Saying she wanted the town to be a "regional foodie destination", Hemminger worked to bring new retailers to Chapel Hill, such as by approving construction of a Wegmans supermarket with $4 million in tax incentives. The town council also gave $2 million in tax incentives to a Charlotte development company to make new office buildings; Hemminger said the incentives were an unfortunate necessity, explaining, "We haven't had any office buildings; nothing else we tried has worked. In order to move forward, this is what the developer said it would take to be able to get them out of the ground, because it is very risky and speculative when you're building office in our community."

Hemminger supported the eventually scrapped Durham–Orange Light Rail Transit project, arguing that it would help with growth in town. She has called one instance of clearcutting "heartbreaking" and said that she preferred selection cutting. In 2017, the town bought a 36.2 acre property from the American Legion, which Hemminger said would eventually become a park, though the organization was leasing it from the town while the town paid off the $7.9-million property over three installments.

In December 2022, the town council approved a "Complete Communities Framework" proposed by urban planner Jennifer Keesmaat.

====Energy====
In a candidate questionnaire in 2015, Hemminger wrote: "I vow to continue Chapel Hill's strong track record of protecting our streams, encouraging energy-efficient building, and maintaining natural green spaces to balance the growing density of our built environment." In June 2017, the town council passed a resolution recommitting Chapel Hill to its goals for climate change mitigation as part of the Paris Agreement. Hemminger also signed a petition pledging to uphold the agreement after President Donald Trump announced the country's withdrawal from it. In January 2018, she signed a petition against the repeal of the Clean Power Plan announced by Scott Pruitt, the EPA administrator at the time. "To ignore climate change is ridiculous," she wrote. "To repeal things or go backwards makes no sense."

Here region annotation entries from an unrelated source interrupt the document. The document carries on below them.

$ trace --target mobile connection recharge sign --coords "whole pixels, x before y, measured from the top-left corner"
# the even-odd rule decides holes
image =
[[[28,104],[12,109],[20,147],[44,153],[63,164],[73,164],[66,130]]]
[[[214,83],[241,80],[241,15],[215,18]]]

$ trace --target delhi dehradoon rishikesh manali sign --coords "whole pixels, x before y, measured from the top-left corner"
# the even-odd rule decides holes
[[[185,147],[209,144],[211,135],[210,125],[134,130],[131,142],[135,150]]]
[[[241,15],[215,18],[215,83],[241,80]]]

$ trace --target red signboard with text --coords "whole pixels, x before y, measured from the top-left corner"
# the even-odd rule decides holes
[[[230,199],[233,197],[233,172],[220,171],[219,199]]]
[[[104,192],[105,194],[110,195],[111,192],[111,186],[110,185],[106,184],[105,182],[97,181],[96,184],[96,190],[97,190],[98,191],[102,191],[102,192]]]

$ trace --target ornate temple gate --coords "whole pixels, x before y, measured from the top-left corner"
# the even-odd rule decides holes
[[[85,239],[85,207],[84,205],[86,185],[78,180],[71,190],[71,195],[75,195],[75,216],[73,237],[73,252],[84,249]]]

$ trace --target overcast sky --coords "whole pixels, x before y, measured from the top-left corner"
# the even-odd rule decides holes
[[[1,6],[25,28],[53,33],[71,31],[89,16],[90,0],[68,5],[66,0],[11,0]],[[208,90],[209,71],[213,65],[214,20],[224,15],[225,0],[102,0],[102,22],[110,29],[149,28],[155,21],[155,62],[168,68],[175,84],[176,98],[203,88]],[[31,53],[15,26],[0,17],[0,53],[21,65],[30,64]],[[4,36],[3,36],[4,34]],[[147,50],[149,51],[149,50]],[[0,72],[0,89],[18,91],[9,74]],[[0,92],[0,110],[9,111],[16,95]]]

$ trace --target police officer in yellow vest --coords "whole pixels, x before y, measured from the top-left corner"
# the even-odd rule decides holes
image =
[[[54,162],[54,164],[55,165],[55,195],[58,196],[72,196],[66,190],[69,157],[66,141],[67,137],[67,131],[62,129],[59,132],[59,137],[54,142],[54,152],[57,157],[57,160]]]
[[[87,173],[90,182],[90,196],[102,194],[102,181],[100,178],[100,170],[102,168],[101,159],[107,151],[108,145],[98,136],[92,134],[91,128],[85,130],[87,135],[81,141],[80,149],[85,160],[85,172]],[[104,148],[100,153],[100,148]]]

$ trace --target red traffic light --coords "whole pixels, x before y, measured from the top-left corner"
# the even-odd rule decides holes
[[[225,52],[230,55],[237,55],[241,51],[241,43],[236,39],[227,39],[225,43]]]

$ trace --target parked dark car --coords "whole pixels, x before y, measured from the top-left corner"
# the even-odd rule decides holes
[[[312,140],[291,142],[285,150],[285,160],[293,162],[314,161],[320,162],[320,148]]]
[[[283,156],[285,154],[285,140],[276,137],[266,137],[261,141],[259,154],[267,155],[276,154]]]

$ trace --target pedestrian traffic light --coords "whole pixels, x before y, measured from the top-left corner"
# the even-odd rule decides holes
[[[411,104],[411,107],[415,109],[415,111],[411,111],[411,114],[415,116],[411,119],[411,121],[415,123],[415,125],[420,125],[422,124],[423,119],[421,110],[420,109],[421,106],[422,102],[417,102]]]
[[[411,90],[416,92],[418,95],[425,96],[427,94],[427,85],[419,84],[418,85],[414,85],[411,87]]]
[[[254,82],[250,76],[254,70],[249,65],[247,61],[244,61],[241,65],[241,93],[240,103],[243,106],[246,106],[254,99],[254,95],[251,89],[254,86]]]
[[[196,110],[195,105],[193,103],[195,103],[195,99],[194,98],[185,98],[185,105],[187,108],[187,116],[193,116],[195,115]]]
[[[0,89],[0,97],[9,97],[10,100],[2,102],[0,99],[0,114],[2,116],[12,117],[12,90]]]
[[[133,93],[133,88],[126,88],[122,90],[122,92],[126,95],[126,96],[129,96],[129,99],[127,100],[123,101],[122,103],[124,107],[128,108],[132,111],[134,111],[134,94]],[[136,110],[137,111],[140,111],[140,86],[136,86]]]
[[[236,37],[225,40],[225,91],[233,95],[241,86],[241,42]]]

Later in 2018, David Boraks reported for WFAE that despite the announced national withdrawal from the Paris Agreement, some state and local governments had made their own efforts on climate change mitigation. Chapel Hill was among those governments; Hemminger said that "there's a great possibility of being successful no matter what the federal government's dictating". She said the town was reducing energy use, buying electric buses, building charging stations, installing LED lights in public buildings, and planting trees. She also said Duke Energy could do more to save energy.

The town council approved a Climate Action and Response Plan in April 2021.

====Housing====
In April 2017, Hemminger said the town had hired more staff to look into affordable housing. She said the town, in 2017, spent $6 million on affordable housing, and had set a goal of adding 400 units and renovating existing units in the coming four years. She also said she didn't want "any more [UNC] student housing downtown". In 2018, she said, "We really, really want to find ways to keep affordable housing in our communities and to create more affordable housing that doesn't come under constant pressure of this nature," referring in particular to a proposed redevelopment of a mobile home property, over which she said the town had no control. Also that year, the town council approved a $10 million bond for affordable housing, which voters approved. The next year, the council updated the town's public housing plan, calling for several kinds of renovations in all 336 of the town's public units (at the time housing 2 percent of the town's population). Hemminger also said "it's time to do something" regarding the construction of new public housing.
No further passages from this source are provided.